Removals: Since we are currently renting and have no furniture we are simply hiring a small van to transport our modest belongings. The cost for two days came to £75.
Those unforeseen costs!
- If you wait until the last minute to transfer the deposit funds (as we did) you may have to pay a CHAPS transfer fee of £20-£30 to get your deposit over the solicitor in time. If the money is coming from two accounts (yourself and a partner) that could be £60 wasted, so plan ahead.
- Our mortgage arrangement fee was a modest £499 and we asked for it to be added to the mortgage. But the lender took it from our account without warning. A big shock. Apparently the underwriter insisted on this in order to rubber stamp the mortgage, but nobody thought to notify us. An unexpected £500 bill is obviously a major problem, and although it was a genuine mistake, be prepared because mistakes happen.

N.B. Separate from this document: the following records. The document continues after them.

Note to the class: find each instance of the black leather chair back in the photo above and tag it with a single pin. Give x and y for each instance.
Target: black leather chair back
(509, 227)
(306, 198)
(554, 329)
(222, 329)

- You may have to pay a Higher Lending Charge (HLC) if you are borrowing a large proportion of the property's value -- for example over 90% -- because the lender deems you high risk. Many lenders have scrapped HLCs but some remain and they can be hundreds or thousands of pounds. Ironically the fact that few lenders are currently willing to lend over 90% means that a lot of HLCs are not being triggered. But check the small print of your mortgage.
- Unfortunately when you have a survey, problems tend to come up. You may be able to renegotiate on price but, as in our case, the vendor might not budge. The work may still need doing though. We needed a damp proof course on two walls at £400. And this meant two rooms had to be replastered afterwards at another £500.
- Things just crop up! In the process of the damp proof course, we found a problem with one of the radiators. When the new worktop was fitted in the kitchen we were told that we needed to get the electrics checked out as 'they look a bit dodgy' and we had to pay a gas man to turn the gas back on.
It has quickly become clear that the costs just mount up. In the space of three weeks of owning this house (we haven't even moved in yet) there have been a few surprises and I'm sure there will be a lot more.
And we haven't even factored in buying furniture yet!
This homebuying lark is certainly a deep, deep money pit.